A lot is going on in Philly right now, and that’s an understatement. But none of it will stop 26 local Black queer performers from celebrating Pride this month.
The 30th annual Pride Day Parade was canceled this year due to the pandemic. And the mood is somber because of recent police killings around the country, which have sparked protests nationwide.
Still, Philadelphia Drag Wars champion VinChelle will be putting on a show.
Called Revolutions, the virtual extravaganza is set for Saturday, June 13. Broadcast on VinChelle’s Facebook page, it will feature two dozen Black drag queens, kings and nonbinary performers — and a portion of the tips they receive will be donated to Black Lives Matter.
It’s an opportunity to feel joy in a nationwide moment of unrest and come together as a community for a good cause, the longtime performer said.
“I pulled every single Black entertainer that I could. It was already planned, and then this all happened,” said VinChelle, whose given name is Vincent Leggett. “During this time, I didn’t know if I wanted to do it or not. But all the performers said, ‘We need to do this.'”
Racism has been well-documented in Philly’s queer community. People of color have been repeatedly denied entry to Gayborhood bars based on vague dress codes. In 2016, video surfaced of the white owner of iCandy using the n-word.
Paula Deen-White, a Black drag queen who lives in Francisville, first started performing in 2015.
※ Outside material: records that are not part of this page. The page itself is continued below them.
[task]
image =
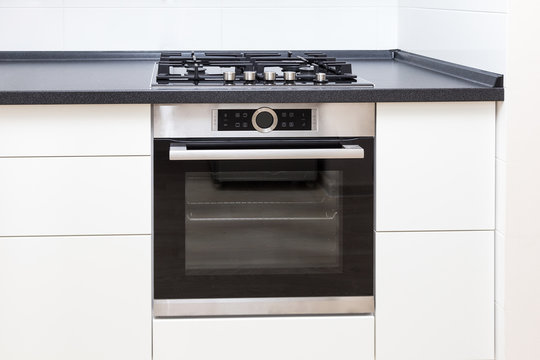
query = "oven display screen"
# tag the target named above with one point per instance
(241, 120)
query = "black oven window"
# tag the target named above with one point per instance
(263, 222)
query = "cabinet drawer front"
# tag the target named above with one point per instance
(75, 196)
(84, 298)
(286, 338)
(435, 295)
(71, 130)
(435, 166)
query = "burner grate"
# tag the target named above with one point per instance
(200, 68)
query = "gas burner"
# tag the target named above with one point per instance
(254, 68)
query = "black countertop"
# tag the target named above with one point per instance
(126, 77)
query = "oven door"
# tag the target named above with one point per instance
(263, 227)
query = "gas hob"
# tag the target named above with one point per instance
(255, 68)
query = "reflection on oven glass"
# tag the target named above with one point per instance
(263, 222)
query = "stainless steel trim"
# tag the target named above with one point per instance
(250, 75)
(320, 77)
(200, 120)
(229, 75)
(269, 75)
(264, 306)
(289, 75)
(254, 120)
(180, 152)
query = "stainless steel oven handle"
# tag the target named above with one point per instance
(180, 152)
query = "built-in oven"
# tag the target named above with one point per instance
(263, 209)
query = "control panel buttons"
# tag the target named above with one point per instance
(264, 119)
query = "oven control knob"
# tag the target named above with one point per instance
(264, 120)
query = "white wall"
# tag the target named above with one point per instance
(499, 35)
(467, 32)
(197, 24)
(522, 247)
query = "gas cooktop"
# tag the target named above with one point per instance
(254, 68)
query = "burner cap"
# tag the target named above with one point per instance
(308, 68)
(191, 69)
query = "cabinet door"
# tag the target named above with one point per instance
(435, 166)
(65, 298)
(75, 196)
(435, 295)
(271, 338)
(74, 130)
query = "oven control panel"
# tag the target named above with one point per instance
(264, 119)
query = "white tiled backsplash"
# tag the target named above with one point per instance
(197, 24)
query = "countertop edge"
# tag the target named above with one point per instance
(216, 96)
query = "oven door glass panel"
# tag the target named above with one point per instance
(263, 228)
(245, 222)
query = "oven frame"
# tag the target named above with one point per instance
(185, 295)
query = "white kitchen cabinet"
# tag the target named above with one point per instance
(435, 166)
(265, 338)
(434, 295)
(65, 298)
(75, 130)
(75, 196)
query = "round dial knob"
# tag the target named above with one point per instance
(264, 119)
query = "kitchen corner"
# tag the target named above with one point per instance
(153, 213)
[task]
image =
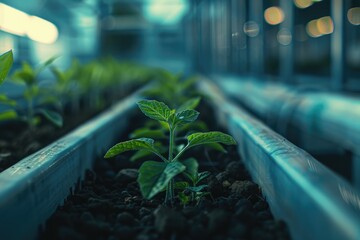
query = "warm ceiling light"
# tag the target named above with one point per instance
(274, 15)
(354, 16)
(303, 3)
(312, 29)
(41, 30)
(12, 20)
(325, 25)
(19, 23)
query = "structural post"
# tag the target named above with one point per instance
(338, 39)
(287, 51)
(256, 13)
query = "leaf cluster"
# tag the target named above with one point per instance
(156, 176)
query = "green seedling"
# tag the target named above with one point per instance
(155, 176)
(6, 61)
(35, 96)
(159, 130)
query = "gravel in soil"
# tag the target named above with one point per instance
(109, 206)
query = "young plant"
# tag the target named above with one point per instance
(197, 191)
(35, 96)
(156, 176)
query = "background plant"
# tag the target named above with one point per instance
(6, 61)
(39, 100)
(156, 176)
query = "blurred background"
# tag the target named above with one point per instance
(292, 40)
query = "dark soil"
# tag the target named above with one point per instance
(109, 206)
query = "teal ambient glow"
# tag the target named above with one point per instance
(165, 11)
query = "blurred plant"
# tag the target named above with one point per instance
(39, 101)
(67, 88)
(6, 61)
(154, 176)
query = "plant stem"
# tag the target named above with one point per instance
(30, 114)
(171, 143)
(170, 187)
(169, 193)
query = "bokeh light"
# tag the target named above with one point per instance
(325, 25)
(41, 30)
(303, 3)
(284, 37)
(319, 27)
(354, 16)
(274, 15)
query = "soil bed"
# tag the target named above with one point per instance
(109, 205)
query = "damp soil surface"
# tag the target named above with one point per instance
(109, 206)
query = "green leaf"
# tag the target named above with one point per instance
(135, 144)
(191, 170)
(217, 147)
(210, 137)
(52, 116)
(202, 176)
(6, 61)
(46, 64)
(189, 104)
(199, 188)
(8, 115)
(154, 176)
(139, 154)
(5, 100)
(184, 199)
(155, 110)
(187, 116)
(181, 185)
(145, 132)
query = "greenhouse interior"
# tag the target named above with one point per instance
(180, 119)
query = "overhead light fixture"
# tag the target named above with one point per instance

She had trouble coming up in Philly’s drag scene. Almost all the shows featured all white performers, and subtle racism was a constant, she said. By the time she became a pro, Deen-White was already in her mid-20s, and doing her own makeup didn’t come naturally. Often, she’d ask fellow performers for tips, and they’d just shrug her off.
“A majority of the queens are white,” said Deen-White, whose given name is Timothy Toler. “I’m very dark. So if you don’t look white, it’s not that they’re saying, ‘Oh, we won’t help you,’ but they are saying, ‘Oh, we don’t know how to help you with makeup.'”
The lack of built-in support makes it hard for Black performers in Philly to flourish.
VinChelle’s felt it too. As long as she’s been popular, she’s felt tokenized in Philly’s drag community — often the only Black performer at an otherwise all-white show. At a holiday drag performance a few years back, she was told that the Kwanzaa-themed costume she wore was “too ethnic.”
Last year, she realized: If she wanted a community of Black queer performers, she’d have to build it herself.
Making Black drag a regular thing for gay Philadelphia
In February 2019, VinChelle started Black Girl Magic, a drag series that features Black entertainers. In the last year, it got so popular that Gayborhood bars like Woody’s and Voyeur asked the group to perform monthly.
With that, VinChelle brought Philly’s Black drag community into the mainstream.
“I know I’m good, but I know there are also other Black entertainers in the city that are good and don’t get utilized,” she said. “It was time for me to use my platform to showcase the people. The Black queer community in Philadelphia is tremendously amazing, and now we’re binded in a great union.”
With the pandemic putting a stranglehold on the city’s nightlife, VinChelle has pivoted to virtual shows. As thousands watch on Facebook Live, she posts Venmo or Cash App usernames of performers so viewers can give tips.
VinChelle had been planning a virtual Pride show for months.
But after George Floyd was killed in Minneapolis, and Philly was flooded with days-long protests, she knew the event needed to offer support.
All of her tips from the “Revolutions” show will be donated to Black Lives Matter, VinChelle said. The other performers can opt to donate, too, or keep the tips if they need them. Deen-White said she plans to donate a portion of her tips to one of Philly’s bail funds.
Dean-White admits that performing virtually is hard.
There’s no back-and-forth with the crowd, which usually energizes her while she performs. Plus, it takes a lot more prep to create a set in your own home and edit together a high-quality video.
Still, she said, the performance is a positive thing. When she struggled to develop as an entertainer, VinChelle became Deen-White’s drag mom, teaching her to paint her face and become performance ready.
With the Black Girl Magic shows, she’ll pay it forward.
“I know that there are Black performers just starting out who will get to see me and other performers and say, ‘There are people like me doing this,'” Deen-White said. “I never got to see anything like that. It makes me feel good that I can help someone else potentially, and be an inspiration.”